The scale of the expenditure may be compared to that of the Manhattan Project to develop the atomic bomb, which ultimately employed more than 130,000 people and cost nearly US$2 billion (equivalent to about US$23 billion/AU$30.7 billion in current dollars). The grandiosely-named Operation Warp Speed in the U.S. has so far been comparable in size and will require much more money to fund the production and distribution phases.

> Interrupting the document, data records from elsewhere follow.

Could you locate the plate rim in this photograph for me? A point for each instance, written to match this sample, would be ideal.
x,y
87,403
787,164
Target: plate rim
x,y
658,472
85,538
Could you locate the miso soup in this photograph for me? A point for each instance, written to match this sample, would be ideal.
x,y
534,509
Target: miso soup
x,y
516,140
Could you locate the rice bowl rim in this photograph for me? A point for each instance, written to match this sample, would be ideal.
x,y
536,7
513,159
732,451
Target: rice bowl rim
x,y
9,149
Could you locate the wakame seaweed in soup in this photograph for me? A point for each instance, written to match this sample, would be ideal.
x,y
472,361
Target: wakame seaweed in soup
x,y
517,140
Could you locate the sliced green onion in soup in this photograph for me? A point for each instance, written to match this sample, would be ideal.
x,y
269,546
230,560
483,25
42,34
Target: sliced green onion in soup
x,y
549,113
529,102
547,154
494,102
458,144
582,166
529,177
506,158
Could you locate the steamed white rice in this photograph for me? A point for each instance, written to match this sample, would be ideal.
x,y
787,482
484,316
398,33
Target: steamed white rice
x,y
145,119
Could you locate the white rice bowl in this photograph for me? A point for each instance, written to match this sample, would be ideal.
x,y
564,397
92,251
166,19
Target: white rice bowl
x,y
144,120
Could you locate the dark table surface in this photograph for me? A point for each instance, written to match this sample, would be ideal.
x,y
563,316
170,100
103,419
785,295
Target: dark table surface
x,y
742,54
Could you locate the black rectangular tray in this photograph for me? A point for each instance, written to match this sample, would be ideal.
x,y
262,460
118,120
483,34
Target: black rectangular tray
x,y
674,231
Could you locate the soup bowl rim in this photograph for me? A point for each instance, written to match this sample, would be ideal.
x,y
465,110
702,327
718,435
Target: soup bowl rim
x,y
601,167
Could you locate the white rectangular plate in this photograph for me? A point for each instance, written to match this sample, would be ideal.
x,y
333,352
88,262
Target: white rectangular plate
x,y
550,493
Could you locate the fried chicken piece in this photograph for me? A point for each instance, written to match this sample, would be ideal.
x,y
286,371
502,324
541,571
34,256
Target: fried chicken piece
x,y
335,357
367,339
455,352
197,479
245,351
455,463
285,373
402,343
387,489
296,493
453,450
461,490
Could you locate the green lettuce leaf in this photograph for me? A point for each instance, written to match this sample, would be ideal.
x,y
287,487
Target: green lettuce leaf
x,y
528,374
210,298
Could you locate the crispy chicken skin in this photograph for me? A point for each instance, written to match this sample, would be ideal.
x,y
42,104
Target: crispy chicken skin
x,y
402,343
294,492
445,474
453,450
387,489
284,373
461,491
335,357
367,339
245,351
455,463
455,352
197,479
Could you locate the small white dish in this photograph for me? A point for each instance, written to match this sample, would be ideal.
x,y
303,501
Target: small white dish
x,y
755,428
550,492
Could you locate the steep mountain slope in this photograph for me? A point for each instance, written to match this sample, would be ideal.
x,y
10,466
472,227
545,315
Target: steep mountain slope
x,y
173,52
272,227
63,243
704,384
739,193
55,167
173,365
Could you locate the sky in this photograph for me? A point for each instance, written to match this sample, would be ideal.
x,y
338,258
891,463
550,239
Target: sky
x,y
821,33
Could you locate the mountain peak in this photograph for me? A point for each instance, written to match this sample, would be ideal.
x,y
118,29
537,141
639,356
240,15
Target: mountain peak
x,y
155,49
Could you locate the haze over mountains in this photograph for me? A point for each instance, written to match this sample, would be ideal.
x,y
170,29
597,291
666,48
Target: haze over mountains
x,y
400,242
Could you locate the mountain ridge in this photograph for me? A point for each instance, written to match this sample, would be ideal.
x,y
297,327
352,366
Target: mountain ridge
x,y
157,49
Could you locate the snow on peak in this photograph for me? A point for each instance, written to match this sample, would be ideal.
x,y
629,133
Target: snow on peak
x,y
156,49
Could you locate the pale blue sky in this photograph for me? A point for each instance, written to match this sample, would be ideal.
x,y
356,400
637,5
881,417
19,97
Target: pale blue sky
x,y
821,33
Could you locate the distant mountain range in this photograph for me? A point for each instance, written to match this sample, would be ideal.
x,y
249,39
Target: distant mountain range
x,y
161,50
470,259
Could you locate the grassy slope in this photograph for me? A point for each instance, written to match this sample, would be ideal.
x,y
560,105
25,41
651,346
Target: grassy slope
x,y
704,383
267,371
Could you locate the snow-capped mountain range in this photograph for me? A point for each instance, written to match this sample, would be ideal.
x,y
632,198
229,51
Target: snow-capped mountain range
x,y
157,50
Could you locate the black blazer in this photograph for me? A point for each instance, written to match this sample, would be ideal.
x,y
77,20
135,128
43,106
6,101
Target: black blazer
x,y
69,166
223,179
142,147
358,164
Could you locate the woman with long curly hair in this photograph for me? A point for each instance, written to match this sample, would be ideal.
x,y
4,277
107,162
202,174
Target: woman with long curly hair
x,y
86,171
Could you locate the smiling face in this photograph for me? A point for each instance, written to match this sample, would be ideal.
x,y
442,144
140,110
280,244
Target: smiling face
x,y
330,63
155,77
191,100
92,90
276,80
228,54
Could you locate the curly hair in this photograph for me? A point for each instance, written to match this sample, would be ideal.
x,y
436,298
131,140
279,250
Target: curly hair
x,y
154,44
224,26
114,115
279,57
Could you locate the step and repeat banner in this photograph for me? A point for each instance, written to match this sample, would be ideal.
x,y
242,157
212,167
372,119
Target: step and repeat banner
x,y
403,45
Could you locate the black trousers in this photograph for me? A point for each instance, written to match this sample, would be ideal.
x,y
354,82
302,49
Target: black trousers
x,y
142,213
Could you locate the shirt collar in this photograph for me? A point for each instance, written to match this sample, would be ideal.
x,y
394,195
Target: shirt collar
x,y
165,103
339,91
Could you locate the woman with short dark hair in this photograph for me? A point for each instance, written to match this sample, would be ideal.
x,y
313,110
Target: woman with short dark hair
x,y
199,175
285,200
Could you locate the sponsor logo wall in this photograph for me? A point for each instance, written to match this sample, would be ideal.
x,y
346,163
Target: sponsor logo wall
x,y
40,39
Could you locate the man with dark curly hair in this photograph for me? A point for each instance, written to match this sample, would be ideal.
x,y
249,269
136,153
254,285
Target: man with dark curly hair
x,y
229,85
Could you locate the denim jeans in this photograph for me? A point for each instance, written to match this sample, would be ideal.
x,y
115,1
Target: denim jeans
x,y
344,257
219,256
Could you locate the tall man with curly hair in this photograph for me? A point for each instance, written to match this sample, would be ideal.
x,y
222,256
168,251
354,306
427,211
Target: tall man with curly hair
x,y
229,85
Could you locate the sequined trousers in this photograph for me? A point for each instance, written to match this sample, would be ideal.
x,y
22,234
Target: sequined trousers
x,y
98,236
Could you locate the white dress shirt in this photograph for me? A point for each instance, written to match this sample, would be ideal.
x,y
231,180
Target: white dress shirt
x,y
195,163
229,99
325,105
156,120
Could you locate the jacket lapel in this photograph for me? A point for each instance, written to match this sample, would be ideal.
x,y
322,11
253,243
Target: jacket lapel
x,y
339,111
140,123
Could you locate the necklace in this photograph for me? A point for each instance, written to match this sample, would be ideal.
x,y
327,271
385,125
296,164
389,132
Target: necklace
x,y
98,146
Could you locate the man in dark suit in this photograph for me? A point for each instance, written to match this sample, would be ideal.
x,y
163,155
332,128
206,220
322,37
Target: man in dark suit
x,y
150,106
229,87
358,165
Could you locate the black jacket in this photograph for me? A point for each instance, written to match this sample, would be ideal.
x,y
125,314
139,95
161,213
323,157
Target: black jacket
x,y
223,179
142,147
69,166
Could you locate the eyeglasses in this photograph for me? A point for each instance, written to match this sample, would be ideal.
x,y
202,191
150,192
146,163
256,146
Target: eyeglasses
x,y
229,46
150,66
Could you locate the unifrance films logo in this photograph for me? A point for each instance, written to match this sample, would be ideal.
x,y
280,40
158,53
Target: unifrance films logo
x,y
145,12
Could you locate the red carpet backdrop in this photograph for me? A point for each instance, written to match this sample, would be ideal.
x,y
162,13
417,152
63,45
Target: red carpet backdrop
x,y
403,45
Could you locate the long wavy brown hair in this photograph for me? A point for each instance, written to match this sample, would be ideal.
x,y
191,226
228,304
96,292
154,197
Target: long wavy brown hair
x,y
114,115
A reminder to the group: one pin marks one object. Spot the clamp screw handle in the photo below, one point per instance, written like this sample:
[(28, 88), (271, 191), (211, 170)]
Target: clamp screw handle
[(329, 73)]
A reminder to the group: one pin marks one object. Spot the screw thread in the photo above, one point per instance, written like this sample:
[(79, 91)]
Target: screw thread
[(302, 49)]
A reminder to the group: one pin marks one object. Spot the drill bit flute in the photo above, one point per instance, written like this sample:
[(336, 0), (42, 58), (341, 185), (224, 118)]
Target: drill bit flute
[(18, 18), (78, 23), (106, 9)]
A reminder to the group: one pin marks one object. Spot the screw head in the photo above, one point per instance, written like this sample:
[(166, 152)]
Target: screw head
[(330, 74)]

The EU and other countries, including Australia, have poured in many billions more.
Despite the success of these policies and the urgent need to inoculate a world population of 8 billion people, the governments of rich countries, including Australia, are clinging to the idea that once the vaccines have been developed, we can return to the pre-existing IP system. They have resisted proposals put forward by India and South Africa to stop enforcing patents, trade secrets or pharmaceutical monopolies on COVID-19 vaccines under the World Trade Organisation’s agreement on trade-related intellectual property rights, known as T.R.I.P.s.
Rather than trying for a return to traditional IP, it would be better to make permanent the approach used in response to the pandemic. Companies with a prospective new medication could negotiate for research funding and a commitment to purchase an initial allocation. The current exemptions for poor countries would be expanded to allow immediate access to lifesaving treatments at or near the cost of production.
There would certainly be difficulties in sharing the global costs of such an arrangement between the United States, European Union and other governments. But these would be minor compared to the amounts currently wasted through the IP system.
In an information economy, any constraint on the use of knowledge, such as the monopolies created by the IP system, makes us all worse off. Medical knowledge, like all kinds of knowledge, is costly to produce and society must bear those costs. But, once produced, information should be free. And, since they benefit the community as well as the person receiving them, vaccines should be free as well.